The Water Rats star talks to us about his years on the boards and the state of theatre.

Colin Friels is a household name for many via his roles in the TV series Water Rats and more recently on the ABC’s Mystery Road, not to mention roles in classic Australian films like Malcolm and Cosi.

He has had a busy 2018, taking on a one-man show, Scaramouche Jones, at the Arts Centre in Melbourne, and he will be seen on the stage in Sydney later this year in The Dance of Death at the Belvoir Street Theatre.

“For me the quintessence of theatre is story,” he says sitting in the Truscott Lounge, a private space in Arts Centre Melbourne. “But it’s in danger of becoming just presentational, just presenting a look or a design.”

Friels is on record talking about his concerns over the changing nature of theatre, but he is still very much in love with the art form. “Theatre, when it becomes something that belongs in a museum, then it is useless and archaic,” he says. “Some of the best theatre I have seen is students who get up on stage and tell how they caught the bus that morning. If it is true and relevant now, it will find its form.”

The actor says he isn't necessarily a fan of traditional theatre stories, but he still finds excitement in breathing new life into old stories.

“Later this year I will be on stage doing Strindberg’s The Dance of Death. The play is 100 years old, but the take is refreshing,” he says.

Friels also talks about what he does to get into role.

“I have got to get my head in some sort of space before I can put the show on,” he says. “You have got to turn up every night to a live performance in neutral gear. I don’t know what’s going to happen until I get on stage; I am not going to forget the words, I am not going to forget where I move – that’s second nature – but I will just throw the rest out.”

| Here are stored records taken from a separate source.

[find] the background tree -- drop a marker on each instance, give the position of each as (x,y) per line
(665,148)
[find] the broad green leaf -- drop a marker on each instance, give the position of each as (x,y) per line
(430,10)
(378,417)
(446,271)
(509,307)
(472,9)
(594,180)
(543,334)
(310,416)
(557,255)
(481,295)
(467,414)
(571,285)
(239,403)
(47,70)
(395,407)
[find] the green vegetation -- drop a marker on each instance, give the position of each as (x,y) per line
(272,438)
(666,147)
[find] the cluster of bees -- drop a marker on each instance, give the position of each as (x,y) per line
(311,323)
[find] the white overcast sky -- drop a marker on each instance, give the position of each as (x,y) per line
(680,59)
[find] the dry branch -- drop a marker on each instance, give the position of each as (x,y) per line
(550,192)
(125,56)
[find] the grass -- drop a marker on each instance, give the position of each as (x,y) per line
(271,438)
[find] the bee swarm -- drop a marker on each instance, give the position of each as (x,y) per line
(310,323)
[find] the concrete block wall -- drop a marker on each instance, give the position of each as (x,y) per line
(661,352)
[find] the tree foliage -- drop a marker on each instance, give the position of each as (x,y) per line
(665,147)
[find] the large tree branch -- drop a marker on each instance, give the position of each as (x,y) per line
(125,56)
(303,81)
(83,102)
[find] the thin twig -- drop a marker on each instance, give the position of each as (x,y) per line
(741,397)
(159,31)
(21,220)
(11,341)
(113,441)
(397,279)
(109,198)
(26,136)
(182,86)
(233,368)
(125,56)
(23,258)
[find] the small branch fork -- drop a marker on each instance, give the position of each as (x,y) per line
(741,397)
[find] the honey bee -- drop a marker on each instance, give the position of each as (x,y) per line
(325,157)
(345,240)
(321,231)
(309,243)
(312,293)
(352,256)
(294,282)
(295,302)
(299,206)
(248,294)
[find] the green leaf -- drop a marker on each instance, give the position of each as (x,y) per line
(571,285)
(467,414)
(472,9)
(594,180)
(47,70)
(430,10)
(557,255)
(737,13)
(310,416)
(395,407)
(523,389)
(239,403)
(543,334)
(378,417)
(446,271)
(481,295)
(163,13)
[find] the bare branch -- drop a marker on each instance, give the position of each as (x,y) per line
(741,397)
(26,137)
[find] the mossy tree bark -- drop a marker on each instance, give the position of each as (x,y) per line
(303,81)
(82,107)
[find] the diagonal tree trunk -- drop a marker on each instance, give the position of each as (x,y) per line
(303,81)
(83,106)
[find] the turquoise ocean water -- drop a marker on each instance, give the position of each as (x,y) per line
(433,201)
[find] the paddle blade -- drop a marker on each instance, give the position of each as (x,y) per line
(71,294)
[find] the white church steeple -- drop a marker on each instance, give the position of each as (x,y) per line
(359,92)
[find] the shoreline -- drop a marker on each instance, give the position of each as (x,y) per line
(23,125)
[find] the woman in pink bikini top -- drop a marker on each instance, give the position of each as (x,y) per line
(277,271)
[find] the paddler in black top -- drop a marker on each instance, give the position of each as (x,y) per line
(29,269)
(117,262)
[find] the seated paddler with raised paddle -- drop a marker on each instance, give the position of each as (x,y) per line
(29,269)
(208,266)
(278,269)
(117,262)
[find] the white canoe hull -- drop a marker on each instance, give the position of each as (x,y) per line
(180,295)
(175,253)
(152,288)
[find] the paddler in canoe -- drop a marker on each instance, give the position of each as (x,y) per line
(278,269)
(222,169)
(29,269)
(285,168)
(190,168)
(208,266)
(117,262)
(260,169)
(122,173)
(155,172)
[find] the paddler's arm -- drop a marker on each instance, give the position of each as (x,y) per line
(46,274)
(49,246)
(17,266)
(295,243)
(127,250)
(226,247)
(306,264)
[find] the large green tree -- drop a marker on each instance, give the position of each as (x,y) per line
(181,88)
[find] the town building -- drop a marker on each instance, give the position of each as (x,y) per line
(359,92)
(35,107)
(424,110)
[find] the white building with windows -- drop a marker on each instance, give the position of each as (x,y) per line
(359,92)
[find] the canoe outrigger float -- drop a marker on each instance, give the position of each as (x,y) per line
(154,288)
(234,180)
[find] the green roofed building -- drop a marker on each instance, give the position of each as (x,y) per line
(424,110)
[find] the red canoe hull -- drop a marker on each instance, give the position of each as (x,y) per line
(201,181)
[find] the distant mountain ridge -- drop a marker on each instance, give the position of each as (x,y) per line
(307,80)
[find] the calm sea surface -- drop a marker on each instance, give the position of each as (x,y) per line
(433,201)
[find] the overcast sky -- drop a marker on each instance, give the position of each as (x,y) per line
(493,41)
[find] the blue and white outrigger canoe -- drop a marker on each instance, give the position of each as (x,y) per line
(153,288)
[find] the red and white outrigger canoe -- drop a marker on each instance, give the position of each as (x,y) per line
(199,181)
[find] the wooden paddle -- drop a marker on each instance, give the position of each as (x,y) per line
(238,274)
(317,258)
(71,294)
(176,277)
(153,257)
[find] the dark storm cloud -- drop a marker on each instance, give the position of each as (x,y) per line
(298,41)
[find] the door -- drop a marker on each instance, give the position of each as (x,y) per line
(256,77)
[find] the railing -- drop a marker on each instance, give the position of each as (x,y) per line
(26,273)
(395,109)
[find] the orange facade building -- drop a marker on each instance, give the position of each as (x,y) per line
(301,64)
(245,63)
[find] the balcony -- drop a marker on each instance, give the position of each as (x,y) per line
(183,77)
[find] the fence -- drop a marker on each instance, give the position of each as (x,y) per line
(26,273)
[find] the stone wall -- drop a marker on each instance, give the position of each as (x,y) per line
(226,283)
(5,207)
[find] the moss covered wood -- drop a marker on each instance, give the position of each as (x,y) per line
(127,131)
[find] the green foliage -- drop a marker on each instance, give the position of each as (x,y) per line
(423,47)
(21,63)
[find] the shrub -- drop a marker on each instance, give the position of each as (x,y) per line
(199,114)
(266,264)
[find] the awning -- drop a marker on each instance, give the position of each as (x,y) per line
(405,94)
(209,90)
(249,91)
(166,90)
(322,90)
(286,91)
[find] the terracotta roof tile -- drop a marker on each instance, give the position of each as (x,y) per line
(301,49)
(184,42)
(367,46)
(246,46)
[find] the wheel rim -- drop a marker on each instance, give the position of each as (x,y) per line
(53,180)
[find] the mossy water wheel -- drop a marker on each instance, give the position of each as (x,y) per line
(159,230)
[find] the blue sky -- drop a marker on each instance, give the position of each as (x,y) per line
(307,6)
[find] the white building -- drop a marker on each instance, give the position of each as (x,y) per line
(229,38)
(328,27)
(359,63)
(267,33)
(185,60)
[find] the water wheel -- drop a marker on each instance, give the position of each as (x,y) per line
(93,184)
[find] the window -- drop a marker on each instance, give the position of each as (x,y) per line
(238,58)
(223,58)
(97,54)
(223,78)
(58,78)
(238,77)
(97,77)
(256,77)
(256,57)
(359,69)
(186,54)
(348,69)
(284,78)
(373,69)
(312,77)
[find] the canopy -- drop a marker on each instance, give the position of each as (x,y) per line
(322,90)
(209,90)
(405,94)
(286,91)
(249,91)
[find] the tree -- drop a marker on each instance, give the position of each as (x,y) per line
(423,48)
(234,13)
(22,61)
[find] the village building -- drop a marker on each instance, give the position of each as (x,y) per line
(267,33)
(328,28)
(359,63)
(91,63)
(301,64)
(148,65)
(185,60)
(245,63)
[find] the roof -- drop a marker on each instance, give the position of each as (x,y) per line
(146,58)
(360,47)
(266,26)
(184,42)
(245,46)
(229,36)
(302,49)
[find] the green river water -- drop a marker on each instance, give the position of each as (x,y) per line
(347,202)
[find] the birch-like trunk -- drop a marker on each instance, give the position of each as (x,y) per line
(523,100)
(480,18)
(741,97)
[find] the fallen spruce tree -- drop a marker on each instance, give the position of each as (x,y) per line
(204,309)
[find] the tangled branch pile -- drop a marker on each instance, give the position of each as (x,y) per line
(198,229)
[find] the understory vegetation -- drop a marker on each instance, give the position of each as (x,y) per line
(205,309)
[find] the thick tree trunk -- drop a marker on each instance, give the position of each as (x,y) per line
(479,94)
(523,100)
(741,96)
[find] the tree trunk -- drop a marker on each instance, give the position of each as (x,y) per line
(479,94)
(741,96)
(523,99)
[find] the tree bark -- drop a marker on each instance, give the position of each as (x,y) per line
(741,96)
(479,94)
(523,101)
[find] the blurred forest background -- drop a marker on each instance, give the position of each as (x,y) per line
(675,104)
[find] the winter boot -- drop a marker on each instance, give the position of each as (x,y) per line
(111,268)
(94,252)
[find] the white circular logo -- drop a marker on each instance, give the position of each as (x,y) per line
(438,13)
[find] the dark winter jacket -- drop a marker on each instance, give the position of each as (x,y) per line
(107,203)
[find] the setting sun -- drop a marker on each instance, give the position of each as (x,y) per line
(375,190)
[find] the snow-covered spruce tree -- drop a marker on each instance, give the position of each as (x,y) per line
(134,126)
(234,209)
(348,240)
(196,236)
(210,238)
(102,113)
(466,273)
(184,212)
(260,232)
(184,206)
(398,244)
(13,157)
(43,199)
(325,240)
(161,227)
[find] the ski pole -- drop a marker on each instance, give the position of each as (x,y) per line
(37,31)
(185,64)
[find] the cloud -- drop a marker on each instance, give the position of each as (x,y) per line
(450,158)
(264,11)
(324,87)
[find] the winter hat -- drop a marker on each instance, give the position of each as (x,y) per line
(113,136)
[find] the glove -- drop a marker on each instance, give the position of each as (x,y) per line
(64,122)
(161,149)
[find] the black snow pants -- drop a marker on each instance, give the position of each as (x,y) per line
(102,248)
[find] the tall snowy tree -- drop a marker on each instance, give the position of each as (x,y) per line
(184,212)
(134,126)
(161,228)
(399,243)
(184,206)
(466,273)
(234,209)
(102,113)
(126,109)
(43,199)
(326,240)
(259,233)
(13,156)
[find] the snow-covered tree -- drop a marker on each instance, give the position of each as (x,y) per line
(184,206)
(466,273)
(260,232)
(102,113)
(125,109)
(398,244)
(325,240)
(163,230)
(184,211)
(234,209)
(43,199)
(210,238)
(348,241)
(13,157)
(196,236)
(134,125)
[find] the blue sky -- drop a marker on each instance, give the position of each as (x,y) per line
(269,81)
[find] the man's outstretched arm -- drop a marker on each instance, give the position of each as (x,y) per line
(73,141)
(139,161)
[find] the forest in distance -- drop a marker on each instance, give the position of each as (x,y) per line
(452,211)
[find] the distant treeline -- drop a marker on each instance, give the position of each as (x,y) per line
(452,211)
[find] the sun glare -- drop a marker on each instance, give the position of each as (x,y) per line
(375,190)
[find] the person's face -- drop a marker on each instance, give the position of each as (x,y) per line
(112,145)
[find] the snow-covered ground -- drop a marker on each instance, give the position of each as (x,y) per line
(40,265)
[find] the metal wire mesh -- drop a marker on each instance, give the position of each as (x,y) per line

That doesn't mean there aren't some last-minute backstage dramas. “I’ve had car accidents, and people die on me before a show, I’ve had dead dogs in the back of my car, I’ve had a horse in a float outside – all sorts of chaos,” he says. In the case of the dog, Colin took his beloved pet to the vet and was told it would have to be put down.

“I put him in a blanket, put him in the back of my ute and had to drive straight in to the theatre and just made it,” he says. “It was a huge part, I didn’t shut up for three hours, and I was okay, I was together, but there was a part in the play where there was an emotional shift in the play and that was it – I was off and I cried through the whole play. But I managed to get away with it.”

Colin Friels will star in The Dance of Death from November 10 to December 23.